Fitness: high-intensity continued
In the last issue the topic turned to high-intensity exercise and noted that genuine gains can be made with workouts that last for about two to three minutes.
The issue of being ‘time poor’ is not really one that should be of concern to most Pattaya-based expat residents, but, then again, why would you want to push yourself any harder for longer than you really need to in order to have a positive affect on your physical shape and well-being?
There are those who, for example, will spend two or three hours cycling around the city and its environs. That’s fine if you enjoy doing it, but if the effort is really aimed at losing weight or staying fit, then why not consider a training protocol that can do the same job in about one-tenth of the time?
Cardio is an important element in all training regimens. You can walk, jog, run, you can ride a pushbike, go to the gym and get on a treadmill or stationary bike or rowing machine.
The key to combining effective cardio within a restricted time frame however is to train at a high intensity for no more than 15 to 20 minutes at the most. As mentioned in the last issue, it is possible to achieve great results with as little as two or three minutes of intense effort.

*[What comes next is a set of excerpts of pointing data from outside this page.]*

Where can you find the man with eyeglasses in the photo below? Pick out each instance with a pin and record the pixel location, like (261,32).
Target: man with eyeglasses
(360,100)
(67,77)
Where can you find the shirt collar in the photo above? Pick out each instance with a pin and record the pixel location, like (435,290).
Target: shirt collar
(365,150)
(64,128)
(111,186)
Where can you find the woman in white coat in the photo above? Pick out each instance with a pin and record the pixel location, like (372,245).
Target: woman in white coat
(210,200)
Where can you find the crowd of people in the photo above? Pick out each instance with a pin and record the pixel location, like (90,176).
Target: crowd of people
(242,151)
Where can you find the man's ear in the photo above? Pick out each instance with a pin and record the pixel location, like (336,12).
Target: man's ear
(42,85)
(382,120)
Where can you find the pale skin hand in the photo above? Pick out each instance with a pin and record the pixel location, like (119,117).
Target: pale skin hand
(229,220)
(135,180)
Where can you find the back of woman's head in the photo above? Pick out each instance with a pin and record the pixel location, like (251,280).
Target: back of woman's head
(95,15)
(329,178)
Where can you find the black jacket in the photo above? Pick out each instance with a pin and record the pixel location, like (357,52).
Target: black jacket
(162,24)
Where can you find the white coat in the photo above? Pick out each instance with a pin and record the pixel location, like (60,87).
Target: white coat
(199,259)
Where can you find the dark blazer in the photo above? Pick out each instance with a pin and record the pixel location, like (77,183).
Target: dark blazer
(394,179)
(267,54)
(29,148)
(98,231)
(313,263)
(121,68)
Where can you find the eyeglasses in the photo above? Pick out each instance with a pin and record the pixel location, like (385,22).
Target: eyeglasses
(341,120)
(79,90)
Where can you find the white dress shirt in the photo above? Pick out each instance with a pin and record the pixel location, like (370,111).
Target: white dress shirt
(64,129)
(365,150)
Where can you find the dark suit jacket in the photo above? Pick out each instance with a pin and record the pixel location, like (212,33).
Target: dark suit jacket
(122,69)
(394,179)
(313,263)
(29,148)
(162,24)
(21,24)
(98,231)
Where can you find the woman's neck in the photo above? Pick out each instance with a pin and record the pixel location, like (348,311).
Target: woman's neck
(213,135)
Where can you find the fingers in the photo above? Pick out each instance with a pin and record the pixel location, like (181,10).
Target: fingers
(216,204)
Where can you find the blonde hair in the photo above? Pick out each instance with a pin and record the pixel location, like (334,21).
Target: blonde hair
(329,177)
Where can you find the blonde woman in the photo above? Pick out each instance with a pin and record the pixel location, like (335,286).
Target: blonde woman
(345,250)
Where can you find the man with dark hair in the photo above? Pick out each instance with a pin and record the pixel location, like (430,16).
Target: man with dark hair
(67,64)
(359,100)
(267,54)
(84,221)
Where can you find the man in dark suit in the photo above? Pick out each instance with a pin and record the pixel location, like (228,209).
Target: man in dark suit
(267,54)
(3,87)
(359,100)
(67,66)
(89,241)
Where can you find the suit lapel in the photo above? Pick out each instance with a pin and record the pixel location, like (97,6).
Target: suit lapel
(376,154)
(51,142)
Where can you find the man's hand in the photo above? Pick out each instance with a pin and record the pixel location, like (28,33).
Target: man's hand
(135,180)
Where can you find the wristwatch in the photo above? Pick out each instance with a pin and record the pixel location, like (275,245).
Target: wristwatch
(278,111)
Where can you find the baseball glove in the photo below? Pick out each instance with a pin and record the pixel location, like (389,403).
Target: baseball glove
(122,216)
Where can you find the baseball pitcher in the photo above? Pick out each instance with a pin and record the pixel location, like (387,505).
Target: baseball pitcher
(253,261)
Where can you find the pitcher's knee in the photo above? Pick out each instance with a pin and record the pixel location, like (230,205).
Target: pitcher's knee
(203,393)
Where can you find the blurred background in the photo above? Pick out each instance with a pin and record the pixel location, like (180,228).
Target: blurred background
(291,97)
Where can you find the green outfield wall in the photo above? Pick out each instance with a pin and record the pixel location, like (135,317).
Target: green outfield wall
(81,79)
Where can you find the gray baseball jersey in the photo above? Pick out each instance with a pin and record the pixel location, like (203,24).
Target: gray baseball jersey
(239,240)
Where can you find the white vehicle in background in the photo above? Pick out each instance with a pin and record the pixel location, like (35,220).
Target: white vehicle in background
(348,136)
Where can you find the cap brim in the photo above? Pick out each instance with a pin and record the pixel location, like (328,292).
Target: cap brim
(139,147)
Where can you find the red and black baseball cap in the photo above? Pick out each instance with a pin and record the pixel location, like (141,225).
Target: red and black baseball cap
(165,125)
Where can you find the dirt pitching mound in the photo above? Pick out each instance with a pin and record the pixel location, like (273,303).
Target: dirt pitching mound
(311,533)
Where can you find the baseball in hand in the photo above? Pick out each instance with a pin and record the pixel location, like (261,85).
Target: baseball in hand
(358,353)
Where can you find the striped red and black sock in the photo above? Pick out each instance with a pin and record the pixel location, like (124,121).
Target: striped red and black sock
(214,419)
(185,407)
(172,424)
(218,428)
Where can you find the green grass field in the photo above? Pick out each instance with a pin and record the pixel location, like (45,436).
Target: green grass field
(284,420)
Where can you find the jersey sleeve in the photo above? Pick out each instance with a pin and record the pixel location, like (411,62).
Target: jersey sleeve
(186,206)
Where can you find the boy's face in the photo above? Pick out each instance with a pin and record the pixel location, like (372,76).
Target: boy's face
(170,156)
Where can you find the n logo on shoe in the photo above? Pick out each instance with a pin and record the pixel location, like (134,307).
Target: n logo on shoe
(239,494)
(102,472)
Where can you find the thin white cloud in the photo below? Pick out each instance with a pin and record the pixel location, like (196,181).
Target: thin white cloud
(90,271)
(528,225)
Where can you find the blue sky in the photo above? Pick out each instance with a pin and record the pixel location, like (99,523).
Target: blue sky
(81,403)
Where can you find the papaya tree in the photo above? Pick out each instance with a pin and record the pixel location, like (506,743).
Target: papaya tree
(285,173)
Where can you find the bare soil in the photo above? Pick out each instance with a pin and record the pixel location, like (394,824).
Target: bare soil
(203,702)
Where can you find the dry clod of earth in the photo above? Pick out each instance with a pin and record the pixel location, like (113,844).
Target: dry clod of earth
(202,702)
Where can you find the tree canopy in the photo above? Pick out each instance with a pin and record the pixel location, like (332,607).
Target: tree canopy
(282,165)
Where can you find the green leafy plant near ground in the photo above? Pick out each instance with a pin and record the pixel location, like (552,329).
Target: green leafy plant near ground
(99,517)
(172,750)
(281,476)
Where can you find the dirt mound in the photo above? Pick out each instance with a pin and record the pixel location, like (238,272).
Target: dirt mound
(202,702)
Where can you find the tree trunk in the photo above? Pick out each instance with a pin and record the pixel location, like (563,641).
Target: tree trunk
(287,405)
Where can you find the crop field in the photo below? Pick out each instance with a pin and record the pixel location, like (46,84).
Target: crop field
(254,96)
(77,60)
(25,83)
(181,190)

The following is a series of examples of possible high-intensity cardio workouts that should last no more than 15-20 minutes.
Stationary Bike: 10 seconds fast followed by 20 seconds slow. Do this for around 16 minutes in total.
Treadmill: 30 seconds fast followed by two minutes of jogging. Do this for around 15 minutes.
Rower: 15 seconds fast followed by 45 seconds slow. Do this for around 20 minutes.
Another form of high-intensity training is known as Tabata. It’s a kind of training which has gained popularity in recent years and basically follows a four-minute pattern with a trainer selecting either one exercise (say the rowing machine) or a series of exercises (say, leg raises, bicep curls and skipping rope) to perform. The first 20 seconds is intense, then there is a 10-second break. You do this for a total of four minutes and then have a full one-minute rest. This is followed by another four-minute session and another one-minute break. All told the aim is to do a workout that lasts for 30 minutes in total.
As mentioned last time, diet still remains a key factor in whether a trainer makes very quick and solid gains or simply makes what might be called acceptable gains.